Apprentissage indispensable

Une rencontre, voire une confrontation avec un homme ou une femme politique compte parmi les apprentissages indispensables, particulièrement dans les écoles de sciences politiques, de journalisme et de communication. « Nous avons toujours eu des personnalités politiques qui interviennent dans nos cursus », indique Nathalie Bédé, directrice des relations extérieures de l’Ecole supérieure de journalisme (ESJ) de Paris, où Aurélie Filippetti, ancienne ministre de la culture et de la communication de François Hollande, anime, deux heures par semaine, des cours de communication institutionnelle, dont l’un sur la communication de crise.

L’expertise accumulée au plus haut niveau des institutions par ces hommes et ces femmes politiques justifierait leurs collaborations avec l’enseignement supérieur. L’ESCP Europe compte dans ses rangs Nicole Fontaine, ancienne présidente du parlement européen et ancienne ministre chiraquienne, qui anime notamment des séances de travail sur la construction des directives européennes.
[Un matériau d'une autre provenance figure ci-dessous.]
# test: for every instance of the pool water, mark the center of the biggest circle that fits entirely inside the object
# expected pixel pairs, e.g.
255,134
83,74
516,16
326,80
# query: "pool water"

L’école compte aussi parmi ses professeurs un de ses anciens élèves (promotion 1972), chargé d’une quinzaine d’heures de cours sur le leadership : il s’agit de Jean-Pierre Raffarin. L’ancien premier ministre de Jacques Chirac, également sénateur, enseigne aussi à HEC. Laquelle compte également, dans l’équipe enseignante, l’ancien ministre de l’économie François Baroin, qui intervient « dans les domaines de la macro-économie, de la géopolitique et de la gestion de crise », et l’ex-président socialiste de la région Ile-de-France, Jean-Paul Huchon, chargé de cours de « gouvernance publique ».

Remplir une période de flottement

Enseigner, c’est également une façon de remplir une période de flottement dans une carrière politique, ou d’en accompagner la fin. Nathalie Kosciusko-Morizet, ancienne ministre sarkozyste qui a échoué à prendre la mairie de Paris puis aux élections législatives de 2017, est retournée dans son ancienne école, Polytechnique, pour y donner des cours d’écologie politique.

Dans la même veine, en 2015, Jean-François Copé est devenu chargé de cours à Sciences Po Paris pour une « une introduction au droit international », afin de permettre aux étudiants « d’avoir un regard critique sur les origines et les effets des politiques publiques dans un monde globalisé ». Un bol d’air pour le maire de Meaux qui venait d’être contraint à démissionner de la tête de l’UMP.

Depuis l’alternance politique de 2017, l’Ecole de la rue Saint-Guillaume compte de nouveaux intervenants proches du Parti socialiste : Bernard Cazeneuve, ancien premier ministre, assure un cours sur « la politique de lutte antiterroriste en France à travers l’évolution récente de l’ensemble de ses outils. » Gaspard Gantzer, ancien « spin doctor » de l’Elysée, y apporte également son expérience dans « la communication de crise dans le champ politique. » Personne ne lui reprochera un manque d’expérience. Aurélie Fillippetti y assure également plusieurs cours. Toutefois l’institut d’études politiques relativise le poids de ces anciens ministres ou conseillers :

« Les femmes et les hommes politiques figurent parmi les plus célèbres, mais ne représentent qu’une part infime des 4 500 enseignants de Sciences Po. Les taux de satisfaction de nos étudiants concernant leurs cours sont très élevés, et dans les rares cas où l’appréciation des étudiants est décevante, nous le signalons à l’enseignant et, le cas échéant, cessons la collaboration. »

Quid de la rémunération de ses professeurs pour leurs prestations ? Les écoles interrogées ont souhaité conserver la confidentialité.

Quant à l’Essec, où Marisol Touraine a enseigné avant d’être ministre, elle ne compte plus actuellement de personnalité politique dans son corps enseignant. Pour en recruter, la grande école de commerce explique qu’« il faut trouver la personne qui a les compétences nécessaires ». « Dans ce contexte, nous avons eu par le passé des hommes et femmes politiques qui correspondaient à ce que nous cherchions. Ce n’est pas le cas pour le moment, mais il n’y a pas de raison que dans l’avenir, des personnalités politiques n’enseignent pas à nouveau dans nos programmes. » Les portes sont donc partout largement ouvertes.